The commission opened with a review of the state's requirement to establish a process for unlisted business uses (statute referenced as 102507). Staff advised adding language to local ordinances so businesses that do not fit an existing use classification can be reviewed and appealed; the commission noted town council serves as the board of appeals for such cases.

Town manager Erin Nelson briefed the commission on a recent council ordinance (speed limits) and summarized several legislative topics commissioners requested. Commissioners discussed House Bill 48, which concerns Wildland-Urban Interface (WUI) mapping. Commissioners agreed mapping decisions rest with town council; once mapped, the building department may apply WUI standards to permit reviews. Marcia Hainfeld said the commission should wait for council direction before performing map reviews: ‘‘Town council has to decide where that is,’’ she said.

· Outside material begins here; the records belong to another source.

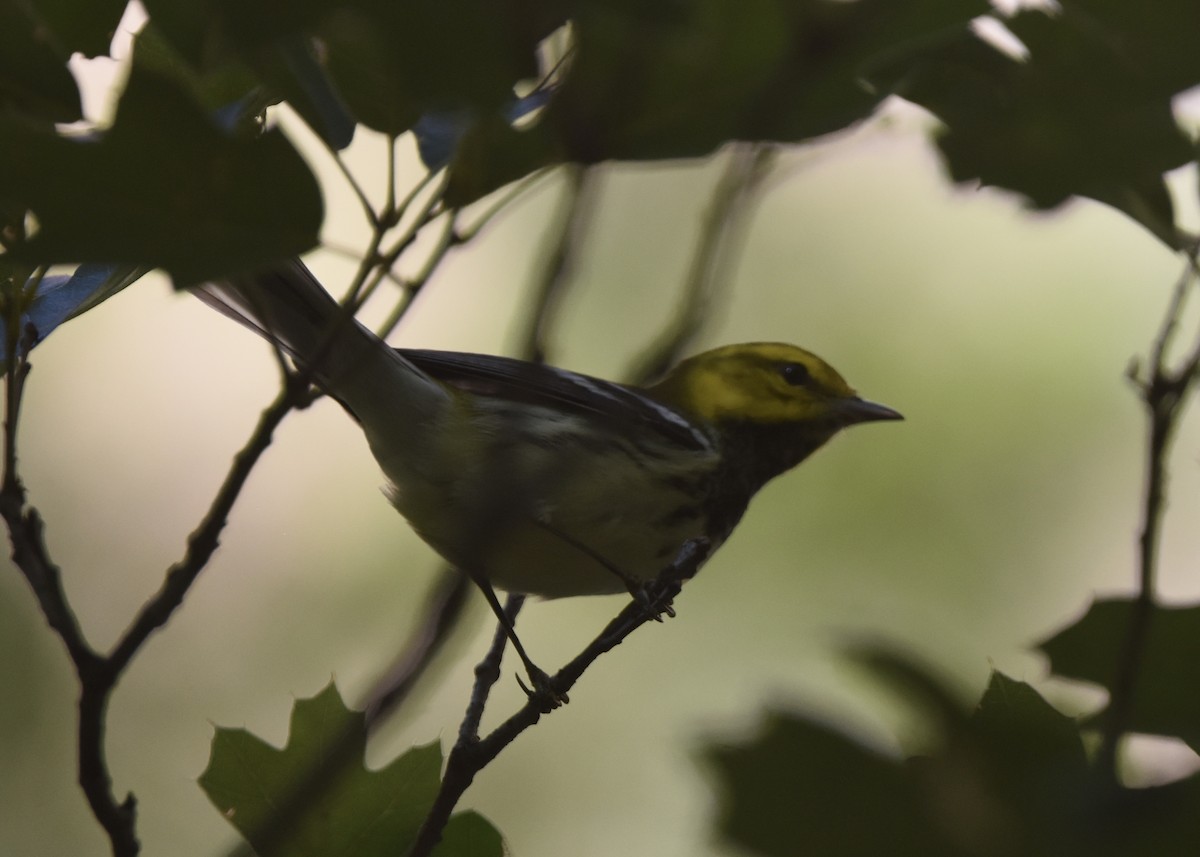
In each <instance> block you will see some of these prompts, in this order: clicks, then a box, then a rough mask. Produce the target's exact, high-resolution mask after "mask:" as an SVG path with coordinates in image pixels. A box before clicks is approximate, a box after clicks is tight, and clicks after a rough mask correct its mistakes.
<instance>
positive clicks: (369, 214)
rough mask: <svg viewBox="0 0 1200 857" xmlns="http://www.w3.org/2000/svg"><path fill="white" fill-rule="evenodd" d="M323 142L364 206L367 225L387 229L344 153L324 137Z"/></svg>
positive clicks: (359, 204) (340, 169)
mask: <svg viewBox="0 0 1200 857" xmlns="http://www.w3.org/2000/svg"><path fill="white" fill-rule="evenodd" d="M318 136H319V134H318ZM322 142H323V143H325V149H326V150H328V151H329V154H330V155H331V156H332V157H334V163H336V164H337V169H338V172H340V173H341V174H342V178H343V179H346V184H347V185H349V186H350V190H352V191H353V192H354V196H355V197H358V199H359V205H361V206H362V214H364V216H365V217H366V218H367V223H370V224H371V228H372V229H380V228H385V227H383V223H382V218H380V216H379V215H378V214H377V212H376V210H374V206H373V205H372V204H371V198H370V197H368V196H367V192H366V190H365V188H364V187H362V185H360V184H359V180H358V179H355V178H354V173H353V172H350V168H349V164H347V163H346V161H344V160H343V158H342V152H340V151H337V150H336V149H334V148H332V146H331V145H329V143H328V142H325V139H324V137H322Z"/></svg>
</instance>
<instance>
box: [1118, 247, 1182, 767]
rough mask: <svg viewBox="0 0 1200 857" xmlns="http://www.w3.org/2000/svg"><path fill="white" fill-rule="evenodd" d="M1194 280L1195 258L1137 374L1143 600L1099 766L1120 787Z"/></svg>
mask: <svg viewBox="0 0 1200 857" xmlns="http://www.w3.org/2000/svg"><path fill="white" fill-rule="evenodd" d="M1195 280H1196V257H1195V256H1194V254H1193V256H1192V257H1190V258H1189V259H1188V266H1187V269H1186V270H1184V272H1183V275H1182V276H1181V277H1180V280H1178V282H1177V283H1176V287H1175V292H1174V294H1172V295H1171V300H1170V302H1169V305H1168V310H1166V314H1165V316H1164V318H1163V323H1162V325H1160V326H1159V330H1158V335H1157V336H1156V338H1154V343H1153V346H1152V348H1151V358H1150V360H1151V362H1150V366H1148V367H1147V370H1146V371H1147V377H1146V378H1138V377H1136V376H1135V374H1134V378H1133V379H1134V383H1135V384H1136V385H1138V390H1139V394H1140V396H1141V400H1142V404H1144V406H1145V409H1146V414H1147V418H1148V421H1150V432H1148V439H1147V444H1146V495H1145V502H1144V507H1142V509H1144V511H1142V527H1141V535H1140V540H1139V553H1138V565H1139V568H1138V594H1136V597H1135V598H1134V600H1133V607H1132V613H1130V617H1129V627H1128V628H1127V629H1126V639H1124V643H1123V646H1122V648H1121V654H1120V660H1118V663H1117V669H1116V675H1115V677H1114V679H1112V684H1111V697H1110V700H1109V707H1108V711H1106V714H1105V719H1104V724H1103V730H1102V737H1100V749H1099V751H1098V754H1097V761H1096V765H1097V768H1098V771H1099V772H1100V774H1102V775H1103V777H1104V778H1105V779H1108V780H1109V781H1111V783H1116V781H1117V751H1118V749H1120V744H1121V739H1122V737H1123V736H1124V733H1126V732H1127V731H1128V730H1129V726H1130V724H1132V719H1133V706H1134V695H1135V693H1136V685H1138V677H1139V675H1140V672H1141V667H1142V661H1144V660H1145V655H1146V646H1147V641H1148V639H1150V627H1151V622H1152V619H1153V616H1154V612H1156V609H1157V593H1156V586H1157V583H1156V576H1157V571H1158V549H1159V541H1160V538H1162V528H1163V515H1164V511H1165V498H1166V467H1168V462H1169V457H1170V447H1171V441H1172V439H1174V437H1175V432H1176V430H1177V429H1178V425H1180V415H1181V413H1182V410H1183V404H1184V403H1186V401H1187V396H1188V392H1189V391H1190V389H1192V386H1193V385H1194V383H1195V382H1196V378H1198V376H1200V337H1198V340H1196V343H1195V344H1194V347H1193V350H1192V353H1190V355H1189V356H1188V358H1187V359H1186V360H1184V361H1183V362H1182V365H1181V367H1180V368H1177V370H1174V371H1172V370H1171V368H1170V366H1168V352H1169V350H1170V347H1171V343H1172V341H1174V338H1175V335H1176V332H1177V329H1178V324H1180V318H1181V316H1182V313H1183V306H1184V302H1186V299H1187V295H1188V292H1189V290H1190V289H1192V288H1193V287H1194V283H1195Z"/></svg>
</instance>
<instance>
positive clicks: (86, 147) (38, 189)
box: [0, 65, 322, 284]
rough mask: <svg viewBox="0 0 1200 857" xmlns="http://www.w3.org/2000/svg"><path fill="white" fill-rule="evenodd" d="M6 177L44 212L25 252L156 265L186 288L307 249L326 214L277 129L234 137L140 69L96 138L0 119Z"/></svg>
mask: <svg viewBox="0 0 1200 857" xmlns="http://www.w3.org/2000/svg"><path fill="white" fill-rule="evenodd" d="M0 184H2V185H4V186H5V187H6V188H8V190H7V193H8V196H10V197H11V198H12V199H14V200H17V202H19V203H22V204H24V205H26V206H28V208H30V209H31V210H32V211H34V212H35V214H36V216H37V221H38V232H37V233H36V234H35V235H34V238H32V239H31V240H30V241H29V244H26V245H24V246H20V247H18V248H17V251H14V252H16V253H18V254H19V258H26V259H34V260H37V262H44V263H68V262H96V263H113V264H120V263H127V264H133V265H145V266H161V268H166V269H167V270H168V271H169V272H170V274H172V276H173V277H175V280H176V283H181V284H187V283H191V282H196V281H199V280H203V278H206V277H212V276H218V275H221V274H223V272H228V271H230V270H236V269H242V268H248V266H253V265H260V264H265V263H268V262H271V260H274V259H278V258H282V257H288V256H294V254H298V253H301V252H304V251H305V250H308V248H311V247H312V246H313V245H314V244H316V241H317V233H318V229H319V227H320V221H322V203H320V192H319V188H318V186H317V182H316V179H314V178H313V176H312V174H311V173H310V172H308V168H307V166H306V164H305V162H304V161H302V160H301V157H300V156H299V155H298V154H296V151H295V150H294V149H293V148H292V145H290V144H289V143H288V142H287V140H286V139H284V138H283V137H282V134H280V133H278V132H268V133H266V134H264V136H263V137H262V138H260V139H257V140H241V139H233V138H230V137H228V136H226V134H224V133H222V132H221V131H220V130H218V128H217V127H216V126H215V125H214V124H212V121H211V120H210V119H209V118H208V116H206V115H205V114H204V112H203V109H202V108H200V106H199V104H197V103H196V102H194V101H193V100H192V98H191V97H190V96H188V94H187V92H186V91H185V90H182V89H181V88H180V86H179V85H178V84H176V83H175V82H174V80H172V79H169V78H166V77H162V76H160V74H157V73H156V72H151V71H149V70H148V68H145V67H139V66H137V65H136V66H134V67H133V71H132V74H131V77H130V83H128V85H127V88H126V91H125V92H124V95H122V97H121V101H120V104H119V107H118V113H116V119H115V122H114V125H113V127H112V128H110V130H109V131H108V132H107V133H104V134H103V136H102V137H101V138H100V139H98V140H97V142H79V140H71V139H67V138H64V137H59V136H56V134H54V133H52V132H49V131H47V130H44V128H35V127H30V126H28V125H25V124H22V122H19V121H17V120H13V119H11V118H6V116H0Z"/></svg>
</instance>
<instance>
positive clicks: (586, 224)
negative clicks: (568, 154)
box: [521, 164, 599, 362]
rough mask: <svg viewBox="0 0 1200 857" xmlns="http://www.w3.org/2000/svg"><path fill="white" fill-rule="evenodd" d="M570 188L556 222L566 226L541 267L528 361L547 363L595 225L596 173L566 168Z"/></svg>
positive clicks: (527, 346) (530, 337)
mask: <svg viewBox="0 0 1200 857" xmlns="http://www.w3.org/2000/svg"><path fill="white" fill-rule="evenodd" d="M563 169H564V172H565V174H566V188H565V191H564V197H563V200H562V202H560V204H559V205H560V211H559V215H558V216H557V217H554V220H556V221H558V222H560V223H562V227H560V228H559V232H558V235H556V236H554V239H553V241H552V242H551V250H550V253H548V254H547V257H546V260H545V262H544V264H542V266H541V276H540V277H539V280H538V284H536V288H535V289H534V310H533V312H530V313H529V324H528V326H527V329H526V332H524V335H523V336H521V342H523V343H524V344H523V346H522V348H521V354H522V356H523V358H524V359H526V360H532V361H534V362H544V361H545V360H546V354H547V352H548V349H550V346H548V340H550V329H551V326H552V325H553V323H554V322H556V320H557V313H558V307H559V306H562V302H563V295H564V294H565V292H566V287H568V284H569V283H570V282H571V278H572V276H574V274H575V265H576V260H577V259H578V256H580V251H581V247H582V246H583V240H584V238H586V236H587V234H588V227H589V226H590V223H592V212H593V211H594V210H595V206H596V196H598V184H599V180H598V178H596V172H595V169H594V168H590V167H581V166H578V164H570V166H568V167H564V168H563Z"/></svg>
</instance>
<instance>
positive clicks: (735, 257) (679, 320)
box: [629, 143, 778, 383]
mask: <svg viewBox="0 0 1200 857" xmlns="http://www.w3.org/2000/svg"><path fill="white" fill-rule="evenodd" d="M776 160H778V148H776V146H774V145H770V144H764V143H752V144H751V143H739V144H734V145H733V146H732V151H731V152H730V157H728V160H727V161H726V164H725V170H724V173H721V178H720V179H719V180H718V182H716V187H715V188H714V190H713V196H712V199H709V203H708V209H707V211H706V214H704V220H703V222H702V224H701V229H700V234H698V235H697V236H696V250H695V252H694V253H692V256H691V265H690V266H689V269H688V277H686V280H685V283H684V293H683V298H682V300H680V305H679V311H678V312H677V313H676V314H674V317H673V320H672V323H671V324H670V325H668V326H667V329H666V330H665V331H664V332H662V334H661V335H660V336H659V340H658V342H655V343H654V344H652V346H650V347H648V348H647V349H646V352H644V353H643V354H642V356H641V358H638V360H637V361H636V362H635V367H634V368H632V370H631V371H630V373H629V374H630V377H631V378H634V379H635V380H636V382H637V383H644V382H647V380H652V379H654V378H658V377H660V376H661V374H662V373H664V372H666V371H667V370H668V368H670V367H671V366H673V365H674V364H677V362H678V361H679V356H680V354H682V352H683V349H684V348H685V347H686V346H688V343H689V342H691V341H692V340H694V338H695V337H696V336H697V335H698V334H700V331H701V329H702V328H703V325H704V323H706V322H707V320H708V318H709V317H710V316H712V308H713V304H714V302H715V301H716V298H718V296H719V294H720V292H721V289H722V288H726V287H727V286H728V284H730V283H731V282H732V277H731V276H730V271H731V269H732V268H733V265H734V264H736V262H737V259H738V254H739V253H740V251H742V247H743V242H744V239H745V234H746V230H748V228H749V226H750V221H751V218H752V216H754V212H755V211H756V210H757V209H756V205H755V203H756V202H757V199H758V196H760V192H761V191H762V188H763V184H764V181H766V179H767V176H768V175H770V174H772V169H773V168H774V166H775V161H776Z"/></svg>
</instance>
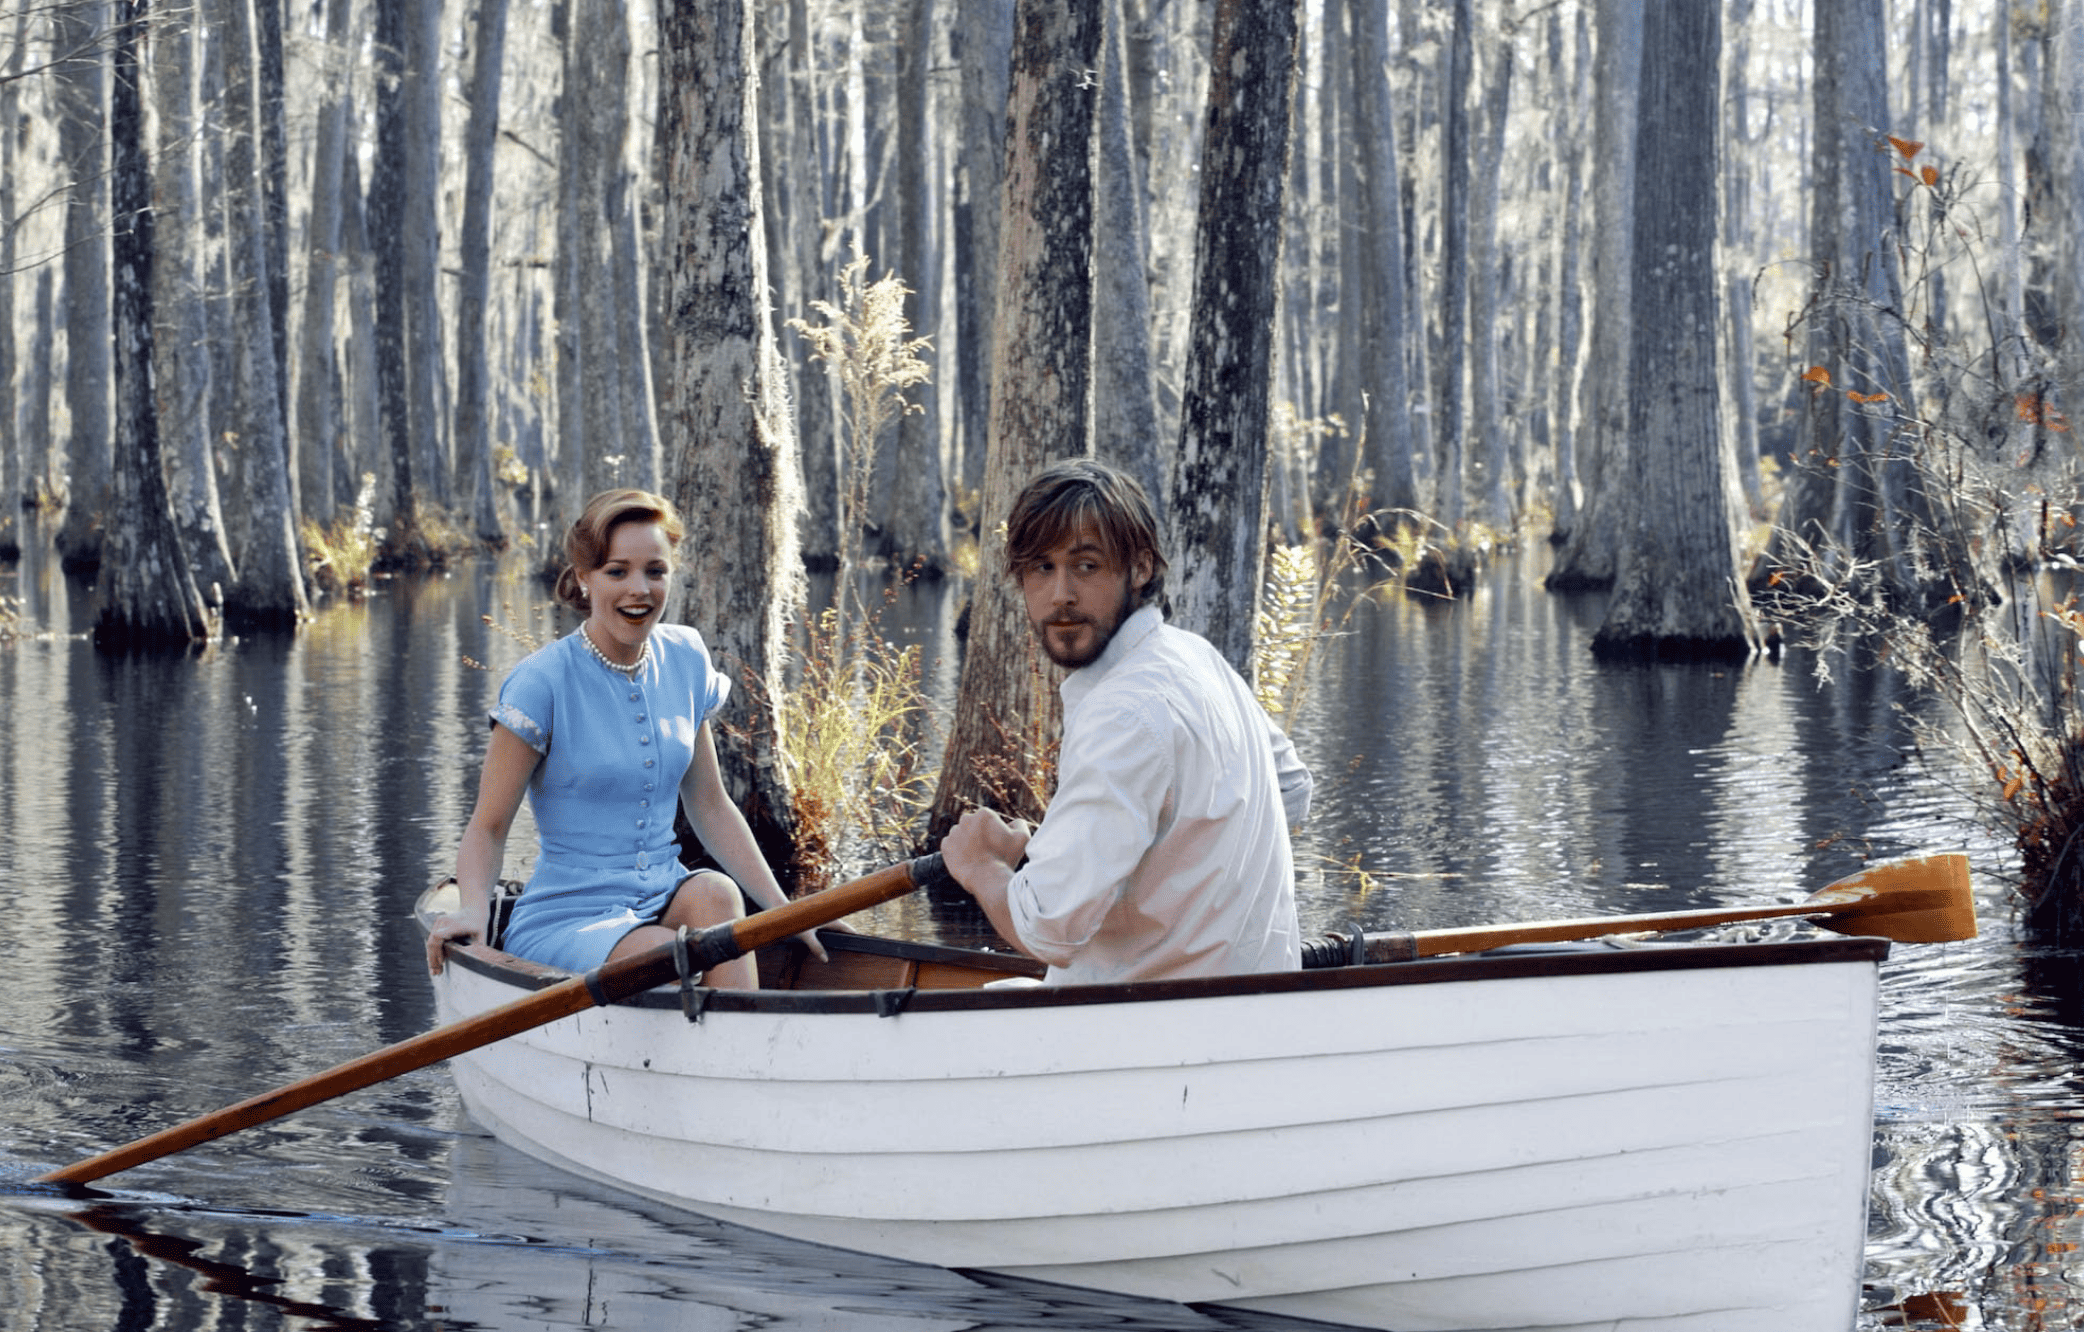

The commission also reviewed bills that offer optional tools and requirements for municipalities. Caitlin McLennan outlined House Bill 37 (multifamily density standards), which permits overlay zones and density incentives but otherwise applies to larger jurisdictions; commissioners concluded Bluff could opt in to selected provisions. Commissioners discussed Senate Bill 268 (first-home investment zones) as a potential mechanism to meet moderate-income housing goals if the town chooses to pursue that approach.

A large bill on development assurances and bonding (referred to in discussion as HB 368 or related local land-use amendments) prompted commissioners to ask staff to confirm whether Bluff’s subdivision code already addresses bond-release and warranty provisions or requires updates. Commissioners flagged the bill’s complexity and asked staff to verify existing code compliance.

On water resources and coordinated regional projects, commissioners noted that P&Z would not initiate water regulation but could be tasked with zoning or subdivision changes if town council or regional partners propose infrastructure projects that alter buildable capacity. Commissioners also discussed the regional active-transportation plan (Moab to Monument Valley trail) and concluded most project-level civil and right-of-way negotiations are DOT or property-owner issues; P&Z will respond to zoning impacts if design decisions affect local parcels.

No formal motions or local ordinance changes were made during the meeting on these bills; commissioners asked staff to (1) review Bluff’s current subdivision and bond language for compliance with state changes, (2) wait for town council direction on WUI mapping before P&Z map work, and (3) report back on standout bills at the next meeting or after the Utah League wrap-up.

The commission also agreed to have staff present a concise legislative highlights briefing at a future meeting so commissioners could prioritize which statutory changes require local code updates.